Lou and Edna were opposites: Edna was short and round where Lou was tall and thin. Edna had a big head of bleached blond hair, and her husband had hardly any hair left—the top of his head shined in the Florida sun that leaned down hard on this part of the world with relentless heat. But they were both smiling as they approa
ched, and neither one of them seemed to be bothered by Sadie’s constant barking and growling.
“Sadie!” Paula snapped at her dog. “Go over there!” She pointed back at the house.
Sadie seemed hurt; she lowered her head and slinked away. Paula felt bad, but she didn’t want Lou and Edna to be scared of her dog. “Sorry, she’s not usually like this.”
“What a beautiful home!” Edna squealed as she shuffled forward slowly, not at all afraid of Sadie, ignoring her altogether. Her husband walked right beside her, matching her snail’s pace.
These two are fast and dependable?
Paula smiled at them. “Thank you.”
“You must have at least five or six acres here,” Lou said, looking around appreciatively and taking the entire property in. “And no neighbors close by.”
“And right by the lake,” Edna cooed.
“Bet there’s some gators in that lake,” Lou said with a wicked smile.
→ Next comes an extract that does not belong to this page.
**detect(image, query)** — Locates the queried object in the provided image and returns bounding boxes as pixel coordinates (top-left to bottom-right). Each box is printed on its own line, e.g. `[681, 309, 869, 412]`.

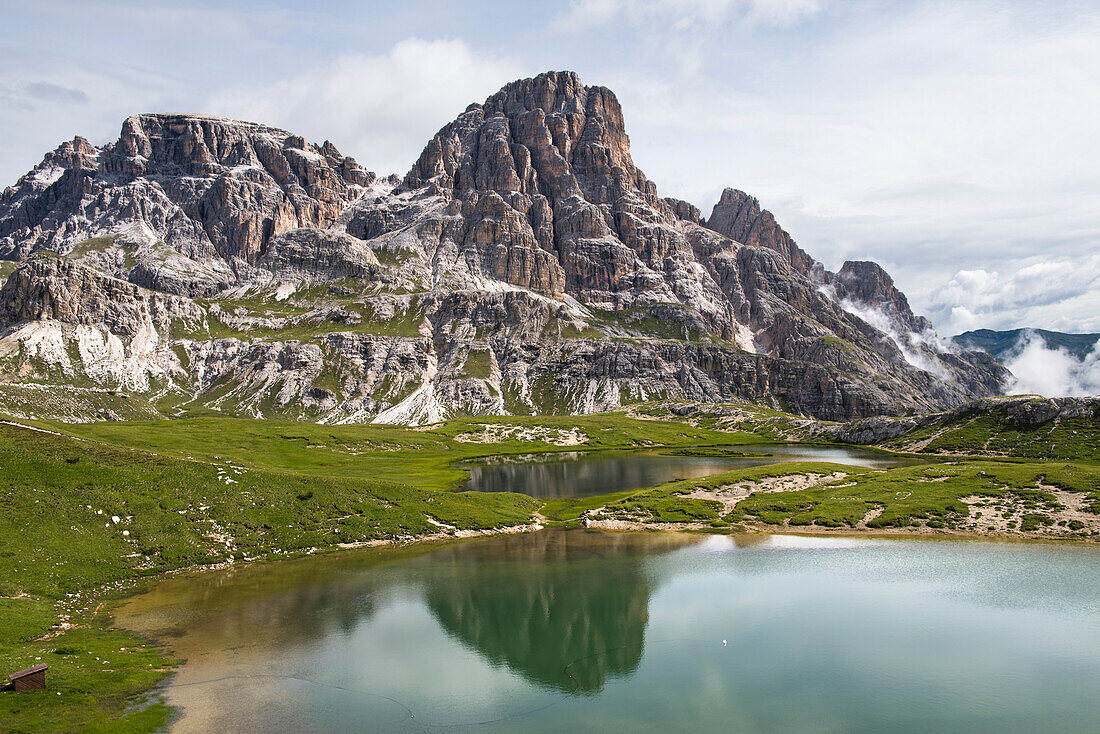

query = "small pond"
[462, 443, 925, 500]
Paula didn’t respond to Lou about the gators—it wasn’t something she liked to think about, and she felt that his remark was just small talk anyway. She knew there were gators in the lake. She’d seen them before—most ponds and lakes in Florida had them. “Diana told me you did a great job for her,” she said, changing the subject.
“Oh yes,” Edna beamed, her cheeks turning a little red. “Diana is a wonderful woman.”
Paula nodded and smiled. She felt at ease with this elderly couple right away. “Well, I made a list if you guys want to look at it.” She pulled out the piece of paper she had printed from her computer last night. “Just tell me what you can do and what you can’t do . . . or don’t want to do.”
“We can do anything you want us to,” Lou said as Edna took the list from Paula. She barely glanced at the list and then passed it to her husband who had produced a pair of reading glasses from somewhere in his clothes like a magician performing a slight of hand trick. He held the paper at arm’s length, studying it. “We can do all of this for you,” he said after barely studying the list.